The researchers tested their hypothesis with flight simulator experiments involving pilots who ranged in experience from co-pilots on 727s to captains on the newest aircraft types. Pilots flew seven, 15- to 20-minute runs, simulating their arrival at any of four fictitious major metropolitan airports. On the runs, pilots viewed any of three different CDTI displays, offering varying amounts of information. Pritchett posed as the controller, and Yankosky was the co-pilot.
"Pilots had some concerns, depending on how good the display was," Pritchett said. "They liked more detailed information, but with the display presenting the most information, the pilots were concerned that it might be too much. . . . All of the pilots were intrigued by CDTI. But they still want air traffic controllers to be involved -- not to watch them, but to watch what the other guy is doing."
This latter concern resulted, in part, from the pilots' seventh runs, when researchers simulated an "off-nominal" event as two streams of air traffic merged and approached the airport. The "controller" asked the pilot to stay four miles behind the lead aircraft. Meanwhile, the lead aircraft slowed 50 knots more than it should have.
"In the display without the information on the other aircraft's speed, it was hard for pilots to react to this situation," Pritchett said. "But they reacted quickly when they had this information."

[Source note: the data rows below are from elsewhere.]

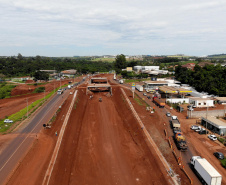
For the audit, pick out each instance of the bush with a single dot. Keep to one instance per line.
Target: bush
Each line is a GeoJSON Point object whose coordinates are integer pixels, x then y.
{"type": "Point", "coordinates": [223, 162]}
{"type": "Point", "coordinates": [5, 90]}
{"type": "Point", "coordinates": [39, 90]}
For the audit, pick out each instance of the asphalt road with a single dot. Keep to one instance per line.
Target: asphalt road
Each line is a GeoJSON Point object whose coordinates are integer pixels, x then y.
{"type": "Point", "coordinates": [18, 147]}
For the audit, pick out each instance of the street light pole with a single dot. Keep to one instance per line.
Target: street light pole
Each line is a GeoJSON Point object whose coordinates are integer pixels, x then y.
{"type": "Point", "coordinates": [27, 107]}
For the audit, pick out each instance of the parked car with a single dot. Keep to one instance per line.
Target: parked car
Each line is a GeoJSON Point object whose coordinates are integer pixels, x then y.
{"type": "Point", "coordinates": [212, 137]}
{"type": "Point", "coordinates": [198, 129]}
{"type": "Point", "coordinates": [168, 114]}
{"type": "Point", "coordinates": [8, 121]}
{"type": "Point", "coordinates": [203, 132]}
{"type": "Point", "coordinates": [195, 127]}
{"type": "Point", "coordinates": [218, 155]}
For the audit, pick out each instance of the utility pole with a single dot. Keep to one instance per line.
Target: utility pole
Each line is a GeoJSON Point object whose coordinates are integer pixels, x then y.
{"type": "Point", "coordinates": [27, 107]}
{"type": "Point", "coordinates": [206, 116]}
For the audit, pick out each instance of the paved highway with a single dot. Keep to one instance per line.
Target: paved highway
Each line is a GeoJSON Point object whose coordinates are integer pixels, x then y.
{"type": "Point", "coordinates": [18, 147]}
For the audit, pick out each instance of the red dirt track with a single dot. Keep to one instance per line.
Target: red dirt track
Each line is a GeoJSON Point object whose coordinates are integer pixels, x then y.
{"type": "Point", "coordinates": [98, 148]}
{"type": "Point", "coordinates": [102, 144]}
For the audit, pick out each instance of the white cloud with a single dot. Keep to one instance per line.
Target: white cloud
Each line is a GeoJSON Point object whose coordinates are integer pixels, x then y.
{"type": "Point", "coordinates": [163, 27]}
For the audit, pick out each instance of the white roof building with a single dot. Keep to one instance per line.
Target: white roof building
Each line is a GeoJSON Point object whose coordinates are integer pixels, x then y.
{"type": "Point", "coordinates": [201, 102]}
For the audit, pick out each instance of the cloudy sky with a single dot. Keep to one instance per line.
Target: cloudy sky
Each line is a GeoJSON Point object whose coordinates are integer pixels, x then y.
{"type": "Point", "coordinates": [99, 27]}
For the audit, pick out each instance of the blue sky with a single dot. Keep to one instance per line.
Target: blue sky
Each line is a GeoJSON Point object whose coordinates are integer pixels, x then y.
{"type": "Point", "coordinates": [101, 27]}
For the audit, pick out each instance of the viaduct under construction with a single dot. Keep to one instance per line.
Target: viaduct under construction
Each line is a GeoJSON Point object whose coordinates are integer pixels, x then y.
{"type": "Point", "coordinates": [99, 85]}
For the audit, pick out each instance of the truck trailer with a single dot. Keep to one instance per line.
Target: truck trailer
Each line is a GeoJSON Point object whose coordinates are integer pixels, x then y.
{"type": "Point", "coordinates": [139, 88]}
{"type": "Point", "coordinates": [159, 102]}
{"type": "Point", "coordinates": [180, 141]}
{"type": "Point", "coordinates": [206, 172]}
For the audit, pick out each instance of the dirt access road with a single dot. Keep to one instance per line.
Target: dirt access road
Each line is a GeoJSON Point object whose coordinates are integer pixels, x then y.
{"type": "Point", "coordinates": [103, 144]}
{"type": "Point", "coordinates": [23, 93]}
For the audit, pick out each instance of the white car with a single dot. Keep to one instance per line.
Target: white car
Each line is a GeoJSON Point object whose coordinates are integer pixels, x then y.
{"type": "Point", "coordinates": [195, 127]}
{"type": "Point", "coordinates": [168, 114]}
{"type": "Point", "coordinates": [199, 129]}
{"type": "Point", "coordinates": [212, 137]}
{"type": "Point", "coordinates": [8, 121]}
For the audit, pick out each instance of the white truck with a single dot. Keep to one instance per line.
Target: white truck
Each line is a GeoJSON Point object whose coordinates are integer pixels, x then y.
{"type": "Point", "coordinates": [207, 173]}
{"type": "Point", "coordinates": [175, 124]}
{"type": "Point", "coordinates": [121, 81]}
{"type": "Point", "coordinates": [139, 88]}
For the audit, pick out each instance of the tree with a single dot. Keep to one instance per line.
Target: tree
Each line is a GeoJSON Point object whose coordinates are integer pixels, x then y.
{"type": "Point", "coordinates": [120, 63]}
{"type": "Point", "coordinates": [41, 75]}
{"type": "Point", "coordinates": [19, 56]}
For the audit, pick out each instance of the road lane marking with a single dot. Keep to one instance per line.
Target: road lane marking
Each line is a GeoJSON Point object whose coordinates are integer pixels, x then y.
{"type": "Point", "coordinates": [25, 138]}
{"type": "Point", "coordinates": [58, 144]}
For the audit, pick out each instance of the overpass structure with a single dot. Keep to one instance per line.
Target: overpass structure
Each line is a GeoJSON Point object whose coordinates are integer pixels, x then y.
{"type": "Point", "coordinates": [99, 85]}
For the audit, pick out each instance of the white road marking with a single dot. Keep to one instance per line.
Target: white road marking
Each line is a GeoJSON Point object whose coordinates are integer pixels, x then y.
{"type": "Point", "coordinates": [23, 141]}
{"type": "Point", "coordinates": [57, 147]}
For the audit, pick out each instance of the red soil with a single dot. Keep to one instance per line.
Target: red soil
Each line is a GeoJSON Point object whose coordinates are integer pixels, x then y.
{"type": "Point", "coordinates": [103, 144]}
{"type": "Point", "coordinates": [100, 146]}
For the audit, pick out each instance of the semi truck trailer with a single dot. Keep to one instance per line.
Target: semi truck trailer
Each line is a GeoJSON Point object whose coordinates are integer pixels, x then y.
{"type": "Point", "coordinates": [139, 88]}
{"type": "Point", "coordinates": [205, 171]}
{"type": "Point", "coordinates": [159, 102]}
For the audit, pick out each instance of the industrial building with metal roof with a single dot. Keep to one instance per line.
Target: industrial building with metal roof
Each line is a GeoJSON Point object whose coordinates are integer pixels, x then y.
{"type": "Point", "coordinates": [216, 125]}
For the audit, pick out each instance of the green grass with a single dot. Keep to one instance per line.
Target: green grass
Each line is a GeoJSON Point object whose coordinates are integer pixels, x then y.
{"type": "Point", "coordinates": [104, 59]}
{"type": "Point", "coordinates": [136, 80]}
{"type": "Point", "coordinates": [22, 114]}
{"type": "Point", "coordinates": [223, 162]}
{"type": "Point", "coordinates": [5, 90]}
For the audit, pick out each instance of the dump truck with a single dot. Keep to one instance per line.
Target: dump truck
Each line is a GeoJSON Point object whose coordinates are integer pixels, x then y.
{"type": "Point", "coordinates": [205, 171]}
{"type": "Point", "coordinates": [139, 88]}
{"type": "Point", "coordinates": [175, 124]}
{"type": "Point", "coordinates": [159, 102]}
{"type": "Point", "coordinates": [121, 81]}
{"type": "Point", "coordinates": [180, 141]}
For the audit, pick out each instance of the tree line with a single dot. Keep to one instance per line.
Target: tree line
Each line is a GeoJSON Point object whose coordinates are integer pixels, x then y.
{"type": "Point", "coordinates": [23, 66]}
{"type": "Point", "coordinates": [210, 78]}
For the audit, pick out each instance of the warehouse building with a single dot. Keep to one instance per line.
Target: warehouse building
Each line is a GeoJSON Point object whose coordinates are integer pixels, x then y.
{"type": "Point", "coordinates": [215, 125]}
{"type": "Point", "coordinates": [221, 100]}
{"type": "Point", "coordinates": [201, 102]}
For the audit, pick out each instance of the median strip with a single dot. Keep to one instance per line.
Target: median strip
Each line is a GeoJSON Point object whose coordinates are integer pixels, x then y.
{"type": "Point", "coordinates": [57, 147]}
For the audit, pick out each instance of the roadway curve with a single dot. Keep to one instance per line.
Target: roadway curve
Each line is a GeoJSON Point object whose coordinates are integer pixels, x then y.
{"type": "Point", "coordinates": [11, 156]}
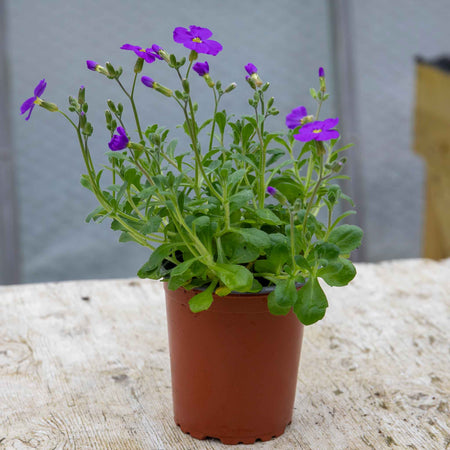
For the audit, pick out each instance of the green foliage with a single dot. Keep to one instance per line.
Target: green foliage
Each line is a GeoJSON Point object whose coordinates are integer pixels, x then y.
{"type": "Point", "coordinates": [200, 204]}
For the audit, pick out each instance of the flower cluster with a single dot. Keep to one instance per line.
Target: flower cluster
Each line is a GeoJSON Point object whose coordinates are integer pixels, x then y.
{"type": "Point", "coordinates": [236, 211]}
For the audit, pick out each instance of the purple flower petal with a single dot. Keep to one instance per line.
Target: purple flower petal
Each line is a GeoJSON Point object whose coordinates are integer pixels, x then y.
{"type": "Point", "coordinates": [251, 68]}
{"type": "Point", "coordinates": [40, 88]}
{"type": "Point", "coordinates": [130, 47]}
{"type": "Point", "coordinates": [146, 55]}
{"type": "Point", "coordinates": [202, 33]}
{"type": "Point", "coordinates": [327, 135]}
{"type": "Point", "coordinates": [27, 104]}
{"type": "Point", "coordinates": [119, 141]}
{"type": "Point", "coordinates": [305, 135]}
{"type": "Point", "coordinates": [293, 119]}
{"type": "Point", "coordinates": [91, 65]}
{"type": "Point", "coordinates": [201, 68]}
{"type": "Point", "coordinates": [197, 39]}
{"type": "Point", "coordinates": [31, 110]}
{"type": "Point", "coordinates": [147, 81]}
{"type": "Point", "coordinates": [271, 190]}
{"type": "Point", "coordinates": [214, 47]}
{"type": "Point", "coordinates": [181, 35]}
{"type": "Point", "coordinates": [330, 123]}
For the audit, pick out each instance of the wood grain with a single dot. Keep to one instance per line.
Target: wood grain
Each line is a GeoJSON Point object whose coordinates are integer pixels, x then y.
{"type": "Point", "coordinates": [84, 365]}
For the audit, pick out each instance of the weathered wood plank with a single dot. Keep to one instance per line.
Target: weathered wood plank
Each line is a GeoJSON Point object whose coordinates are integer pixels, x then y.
{"type": "Point", "coordinates": [84, 365]}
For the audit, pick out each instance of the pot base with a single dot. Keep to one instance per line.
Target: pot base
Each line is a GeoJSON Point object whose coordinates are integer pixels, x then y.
{"type": "Point", "coordinates": [230, 440]}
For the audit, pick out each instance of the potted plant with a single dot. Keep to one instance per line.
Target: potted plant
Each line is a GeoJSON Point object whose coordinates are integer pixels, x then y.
{"type": "Point", "coordinates": [230, 216]}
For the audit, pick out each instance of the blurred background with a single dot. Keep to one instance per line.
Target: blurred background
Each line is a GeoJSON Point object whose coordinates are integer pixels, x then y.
{"type": "Point", "coordinates": [368, 50]}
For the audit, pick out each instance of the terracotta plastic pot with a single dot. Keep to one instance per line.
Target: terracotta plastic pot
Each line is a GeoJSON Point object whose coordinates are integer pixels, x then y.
{"type": "Point", "coordinates": [234, 367]}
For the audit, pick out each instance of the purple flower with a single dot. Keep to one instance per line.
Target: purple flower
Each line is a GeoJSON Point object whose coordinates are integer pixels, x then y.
{"type": "Point", "coordinates": [271, 190]}
{"type": "Point", "coordinates": [251, 69]}
{"type": "Point", "coordinates": [28, 105]}
{"type": "Point", "coordinates": [119, 141]}
{"type": "Point", "coordinates": [147, 54]}
{"type": "Point", "coordinates": [201, 68]}
{"type": "Point", "coordinates": [293, 119]}
{"type": "Point", "coordinates": [197, 39]}
{"type": "Point", "coordinates": [91, 65]}
{"type": "Point", "coordinates": [149, 82]}
{"type": "Point", "coordinates": [318, 131]}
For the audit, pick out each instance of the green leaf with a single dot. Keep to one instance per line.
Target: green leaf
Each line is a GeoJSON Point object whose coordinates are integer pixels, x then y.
{"type": "Point", "coordinates": [94, 215]}
{"type": "Point", "coordinates": [269, 217]}
{"type": "Point", "coordinates": [327, 251]}
{"type": "Point", "coordinates": [126, 237]}
{"type": "Point", "coordinates": [311, 302]}
{"type": "Point", "coordinates": [346, 237]}
{"type": "Point", "coordinates": [236, 176]}
{"type": "Point", "coordinates": [285, 293]}
{"type": "Point", "coordinates": [221, 120]}
{"type": "Point", "coordinates": [276, 258]}
{"type": "Point", "coordinates": [159, 254]}
{"type": "Point", "coordinates": [180, 274]}
{"type": "Point", "coordinates": [203, 300]}
{"type": "Point", "coordinates": [240, 199]}
{"type": "Point", "coordinates": [152, 225]}
{"type": "Point", "coordinates": [290, 189]}
{"type": "Point", "coordinates": [339, 273]}
{"type": "Point", "coordinates": [255, 237]}
{"type": "Point", "coordinates": [275, 308]}
{"type": "Point", "coordinates": [247, 132]}
{"type": "Point", "coordinates": [237, 250]}
{"type": "Point", "coordinates": [86, 182]}
{"type": "Point", "coordinates": [237, 278]}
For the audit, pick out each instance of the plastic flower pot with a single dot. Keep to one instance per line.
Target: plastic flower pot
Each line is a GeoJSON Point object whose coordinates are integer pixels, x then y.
{"type": "Point", "coordinates": [234, 367]}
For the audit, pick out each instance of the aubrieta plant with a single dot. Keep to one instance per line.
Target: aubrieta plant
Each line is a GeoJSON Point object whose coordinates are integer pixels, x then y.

Pritchett presented the research results in October 1999 at the AIAA/IEEE/SAE Digital Avionics Systems Conference. She hopes the results will assist the Federal Aviation Administration in its decision on when and whether to fully implement CDTI in commercial aircraft. Pritchett believes that approval could come within the next five years.
"Things are ripe for change in air traffic control," Pritchett said. "Equipment is antiquated. There is concern about change. But there must be change because of the equipment and the demand for air transportation."
Pritchett sees the implementation of CDTI in commercial aircraft as an intermediary step in changing technology and air traffic control procedures. Beyond it is the concept of "free flight," which would allow pilots to select their routes based on daily conditions. For now, controllers select routes often based on old airways and without considering conditions, such as winds.
"CDTI is a good intermediary step because air traffic controllers will overall still be in charge," Pritchett said. "They will just be able to give higher level commands."
In addition to CDTI's potential for improving the efficiency of air traffic management, Pritchett believes its implementation could increase air traffic safety. With CDTI, pilots have a better chance of knowing if air traffic controllers or other pilots might be making mistakes. It could help pilots see a problem forming 10 to 20 minutes before a potential mid-air collision occurs. Still, CDTI is so novel, it will take time to be accepted, Pritchett added.
For now, the Cargo Airlines Association is testing CDTI. Cargo planes typically fly in off-peak periods and without passengers. CDTI has been used in military aircraft, which are equipped with complementary radar displays, for a number of years.